Democratic lawmakers voted Friday to kill a bill that would have prohibited public school employees from addressing students by alternative names or pronouns without written consent from a parent or legal guardian.
The bill originally would have required teachers and other employees to use only the name and pronouns listed on a student’s birth certificate unless written permission was provided.
Amended versions of the bill, however, would have required those working in public schools to use the name, nickname, and pronouns listed on student’s enrollment form unless a parent or guardian gave written consent to do otherwise.
Rep. Katrina Smith (R-Palermo), the bill’s sponsor, testified that “this bill is presented to protect the rights of parents to be the sole authority in the lives of their children. This bill does not say that these name or pronoun changes cannot go forward, but merely that a parent must be informed and approve of any requests for changes.”
Rep. Smith also stated that the bill would not lead to a breach of confidence between a student and school counselor.
“I also am not talking about breaking the confidence of the chapter 117 statute which allows confidentiality with a counselor at a school l am speaking about a school wide name or pronoun change of which a parent is unaware,” she said.
With the defeat of the bill, employees at Maine’s public schools will continue to be allowed to use new pronouns or names for students of any age unless local rules bar the practice.
Rep.
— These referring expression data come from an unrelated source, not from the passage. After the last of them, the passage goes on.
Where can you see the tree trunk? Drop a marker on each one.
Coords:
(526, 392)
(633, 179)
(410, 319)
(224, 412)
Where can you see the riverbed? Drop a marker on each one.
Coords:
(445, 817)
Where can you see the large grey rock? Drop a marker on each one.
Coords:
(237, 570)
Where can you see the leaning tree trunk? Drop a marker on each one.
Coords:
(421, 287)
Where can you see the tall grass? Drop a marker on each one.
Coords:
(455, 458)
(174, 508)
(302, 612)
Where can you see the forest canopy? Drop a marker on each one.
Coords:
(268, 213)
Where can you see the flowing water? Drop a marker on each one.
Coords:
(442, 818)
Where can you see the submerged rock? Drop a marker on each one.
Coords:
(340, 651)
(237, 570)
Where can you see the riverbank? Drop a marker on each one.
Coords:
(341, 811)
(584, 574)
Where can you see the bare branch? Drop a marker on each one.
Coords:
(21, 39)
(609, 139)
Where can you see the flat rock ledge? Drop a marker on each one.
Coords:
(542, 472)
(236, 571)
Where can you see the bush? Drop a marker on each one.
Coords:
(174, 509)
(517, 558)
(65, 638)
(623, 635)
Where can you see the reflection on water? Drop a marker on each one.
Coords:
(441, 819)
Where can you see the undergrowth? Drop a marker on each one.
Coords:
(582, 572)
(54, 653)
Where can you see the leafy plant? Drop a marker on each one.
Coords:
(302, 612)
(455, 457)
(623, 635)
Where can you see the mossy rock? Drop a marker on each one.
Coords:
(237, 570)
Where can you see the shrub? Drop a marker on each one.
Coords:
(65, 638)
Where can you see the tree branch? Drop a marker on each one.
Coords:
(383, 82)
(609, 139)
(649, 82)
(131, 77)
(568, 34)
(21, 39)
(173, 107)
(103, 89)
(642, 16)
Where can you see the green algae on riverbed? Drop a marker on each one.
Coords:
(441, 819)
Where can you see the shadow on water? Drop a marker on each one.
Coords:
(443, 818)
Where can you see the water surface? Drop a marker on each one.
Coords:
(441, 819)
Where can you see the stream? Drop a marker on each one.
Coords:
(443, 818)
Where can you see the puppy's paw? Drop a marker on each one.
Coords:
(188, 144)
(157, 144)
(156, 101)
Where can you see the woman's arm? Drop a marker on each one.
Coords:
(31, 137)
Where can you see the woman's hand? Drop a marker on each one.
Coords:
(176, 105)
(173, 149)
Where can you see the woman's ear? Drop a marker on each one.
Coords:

Reagan L. Paul (R-Winterport), a co-sponsor for the bill, also testified before the Committee on Judiciary.
“Parents are labeled as unsupportive and potentially dangerous when they do not go along with affirming transgender feelings. A parent would be arrested for affirming their anorexic child’s feelings. This is no different. Schools should not be working secretively and at odds with parents,” Rep. Paul said.
“This bill does not deny children the ability to be called something other than their name or preferred pronoun, it simply puts the power back where it belongs, in the hands of the parents,” she said.
Two doctors from the American Academy of Pediatrics testified in opposition to the bill. Pediatric endocrinologist Dr. Mahmuda Ahmed testified that “less than 40% of LGBTQ adolescents live in LGBTQ-affirming homes.”
“These youth are unable to have supportive environments at home and can experience this only at school,” Dr. Ahmed said.
“Not all children who experience gender dysphoria have a safe home life and disclosing this sensitive information to non-affirming parents/guardians could lead to unsafe situations including attempted conversion, violence, or threats of homelessness,” Dr. Ahmed said. “The process towards familial acceptance and understanding can be challenging and unfortunately parental acceptance is not always attained. During this tumultuous period, students can still live in their affirmed gender with fully reversible social transition.”
Dr. Rosamund Davis of the American Academy of Pediatrics echoed many of these sentiments.
“Not all children are born into a home where their gender is affirmed by their family members. Given that gender affirming care (from medical treatment to social support) is recommended by medical societies, it would be gravely misguided for a bill written by a lay person to be signed in to law when it goes against the recommendations made by medical professionals and their societies,” Dr. Davis said.
The Maine Education Association also offered testimony in opposition to the bill, arguing that the policy would be disruptive to the work being done to create an inclusive environment in public schools.
“The bill before you is an attempt to disrupt all the work happening in schools to make our schools more inclusive and more welcoming for all students and families. LD 678 attempts to interfere with the student/teacher relationship by requiring parental approval before a teacher can respect the wishes of the student. This bill is a threat to inclusive practices, and this is why we are opposed,” they said.
The Civic Christian League of Maine testified in support of the bill.
“At the Christian Civic League, we believe it is the fundamental right of a parent to direct the upbringing of their child, including their associations, their care, their education, their healthcare, and anything related to the identity of that child,” they said. “A school, teacher, or social worker doesn’t have the right to unilaterally determine whether they believe a parent is ‘fit,’ or to make a judgment call on what role a parent should play in the life of their child.”
Ten states have recently enacted laws along the same lines as LD 678, sometimes referred to as the “Given Name” act.
Legislatures in two additional states, namely Arizona and Louisiana, have also passed similar bills, but neither is on track to make it into law. Gov. Katie Hobbs (D) of Arizona has already vetoed the measure in her state, and Gov. John Bel Edwards (D) of Louisiana is expected to also issue a veto in the near future.